L’indécente charge de l’Obs contre Zineb El Rhazoui

par Laurent Herblay
samedi 7 décembre 2019

Je n’ai jamais acheté l’Obs, ne partageant guère ses idées, mais il y a des moments où il est difficile de ne pas s’intéresser à ce qu’il ose publier. Dans un papier sur « Les ExMuslims, ces anciens musulmans qui fustigent l’islam », les pires communautaristes semblent avoir trouvé un port d’attache, dans un nouvel exemple de ce que Fatiha Agag-Boudjahlat dénonce bien dans ces livres.

 

Quand les « bien pensants » deviennent des racistes intolérants
 
Le journaliste co-auteur de l’article évoque sur Twitter « d’anciens musulmans qui défendent leur droit à l’apostasie et à la critique de l’islam. En France, ses principales figures flirtent avec l’extrême droite et la fachosphère », une photo de Zineb El Razoui, l’ancienne journaliste de Charlie Hebdo illustrant le torchon papier, auquel Céline Pina a bien répondu. Comment ne pas être pris de vertige devant une telle synthèse ? En bref, pour l’Obs, la caractéristique principale des anciens musulmans, dont Zineb El Rhazoui serait la principale figure, serait de flirter avec l’extrême-droite et la fachosphère. Défendre l’apostasie et critiquer une religion deviendrait donc une caractéristique d’extrême-droite !
 
 
Sur le fond, un tel discours est révoltant, pour ne pas dire plus... Extrême-droitiser l’ex-journaliste de Charlie Hebdo, qui a échappé à la mort, qui a vu tant d’amis tués par des islamistes parce qu’ils avaient critiqué l’Islam, toujours menacée aujourd’hui parce qu’elle ose critiquer une religion, est sidérant. La critique des religions est un droit dans un pays comme le nôtre, une liberté légitime que les journalistes de Charlie Hebdo ont défendu au prix de leur sang.

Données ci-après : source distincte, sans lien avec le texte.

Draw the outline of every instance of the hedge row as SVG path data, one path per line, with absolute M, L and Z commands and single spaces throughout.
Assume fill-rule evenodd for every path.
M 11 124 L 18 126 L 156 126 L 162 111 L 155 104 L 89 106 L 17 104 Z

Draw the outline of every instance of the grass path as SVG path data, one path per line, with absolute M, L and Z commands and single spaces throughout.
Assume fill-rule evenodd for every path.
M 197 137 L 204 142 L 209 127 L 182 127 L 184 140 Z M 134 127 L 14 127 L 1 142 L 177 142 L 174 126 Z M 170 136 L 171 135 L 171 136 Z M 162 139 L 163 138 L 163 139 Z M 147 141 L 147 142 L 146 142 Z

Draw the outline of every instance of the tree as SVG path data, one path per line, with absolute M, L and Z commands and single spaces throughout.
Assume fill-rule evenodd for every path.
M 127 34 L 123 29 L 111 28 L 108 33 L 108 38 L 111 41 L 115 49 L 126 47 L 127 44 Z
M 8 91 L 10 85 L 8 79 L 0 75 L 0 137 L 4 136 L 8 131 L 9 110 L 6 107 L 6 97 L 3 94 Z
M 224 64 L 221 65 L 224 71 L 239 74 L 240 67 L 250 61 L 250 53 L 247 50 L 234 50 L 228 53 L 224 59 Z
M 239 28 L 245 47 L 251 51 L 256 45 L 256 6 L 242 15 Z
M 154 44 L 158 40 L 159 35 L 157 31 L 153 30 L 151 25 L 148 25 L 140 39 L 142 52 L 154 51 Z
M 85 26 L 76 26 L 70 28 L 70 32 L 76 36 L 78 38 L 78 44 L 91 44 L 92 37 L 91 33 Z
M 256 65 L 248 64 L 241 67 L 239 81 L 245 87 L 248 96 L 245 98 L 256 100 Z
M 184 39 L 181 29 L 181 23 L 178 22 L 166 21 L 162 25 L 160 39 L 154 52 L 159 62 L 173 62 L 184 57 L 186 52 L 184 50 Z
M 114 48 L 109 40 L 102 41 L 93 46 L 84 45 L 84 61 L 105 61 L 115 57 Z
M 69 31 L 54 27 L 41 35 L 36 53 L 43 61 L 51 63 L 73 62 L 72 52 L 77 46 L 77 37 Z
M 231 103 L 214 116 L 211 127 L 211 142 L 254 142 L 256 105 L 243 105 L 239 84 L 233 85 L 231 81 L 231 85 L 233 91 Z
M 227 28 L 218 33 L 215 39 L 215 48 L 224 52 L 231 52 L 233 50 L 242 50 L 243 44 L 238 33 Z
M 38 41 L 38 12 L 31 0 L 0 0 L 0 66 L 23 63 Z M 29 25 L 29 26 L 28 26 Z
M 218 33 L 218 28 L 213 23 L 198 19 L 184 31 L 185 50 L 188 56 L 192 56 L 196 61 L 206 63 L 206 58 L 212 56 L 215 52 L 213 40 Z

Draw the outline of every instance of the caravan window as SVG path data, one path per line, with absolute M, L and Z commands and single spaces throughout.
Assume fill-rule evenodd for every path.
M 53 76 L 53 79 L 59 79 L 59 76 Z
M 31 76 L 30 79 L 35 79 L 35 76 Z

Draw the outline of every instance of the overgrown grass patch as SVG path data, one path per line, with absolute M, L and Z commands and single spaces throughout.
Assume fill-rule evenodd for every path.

Et ce n’est pas parce que des personnes d’extrême-droite, dont la laïcité est souvent à géométrie variable, reprennent de telles critiques que cela en fait des propos d’extrême-droite. Elisabeth Badinter défend des idées souvent proches.
 
Je voudrai rappeler ici à l’Obs que Zineb El Rhazoui est encore menacée de mort et que le discours qu’ils tiennent est probablement, qu’ils le veuillent ou non, une forme d’encouragement pour les islamistes les plus radicaux qui veulent s’en prendre à elle. Comment ne peuvent-ils pas se rendre compte qu’en la traitant de la sorte, ils contribuent peut-être à la mettre plus encore en danger ? Bien sûr, les différences d’opinion sont légitimes et le débat aussi. C’est ce que Charlie Hebdo représente aussi, mais ici, l’Obs me semble avoir franchi une dangereuse ligne jaune en adoptant de facto un discours qui apporte de l’eau au moulin des islamistes les plus radicaux qui la prennent à partie régulièrement.
 
Le « reductio ad hitlerum » est totalement extravagant à l’encontre d’une personne qui est plutôt de gauche et démontre autant la faiblesse intellectuelle qu’une intolérance crasse. Faiblesse intellectuelle car ce procédé est le réflexe paresseux des libertaires et des anti-républicains pour tenter de disqualifier leurs adversaires, en réalité, également un moyen d’éviter un véritable débat, en se contentant d’envoyer des noms d’oiseau au cas adverse plutôt que débattre de manière ouverte. Mais c’est aussi un signe d’intolérance et de manque d’ouverture totalement contradictoires avec la façon dont ses gens se présentent, eux qui se disent ouverts, à l’opposé des fermés.
 
En réalité, l’Obs devrait s’intéresser de manière positive à ces personnes, les écouter, leur ouvrir ses colonnes pour faire vivre le débat. Mais ce qui apparaît ici, c’est une volonté de faire taire tout ceux qui ne pensent pas comme eux. Le « reductio ad hitlerum » est un moyen de dire qu’il ne faut pas écouter ces personnes, révélant le caractère volontiers totalitaire de ces pseudo-centristes, comme l’admettait la presse anglosaxonne il y a quelques mois, pour qui les centristes sont en réalité finalement moins démocrates que les radicaux de gauche ou de droite. Pour bien des tenants de la pensée politico-médiatique dominante, le débat contradictoire semble une option indésirable.
 
 
Critiquer toute religion est un droit bien naturel dans notre pays. Il faut remercier Zineb El Rhazoui pour continuer à le faire dans le contexte actuel, à défendre le droit des femmes, et plus largement, à défendre les valeurs de la France que piétinent au pied encore trop de personnes. Avec d’autres, comme Fatiha Bagag-Boudjahlat, vous êtes une Marianne des temps modernes.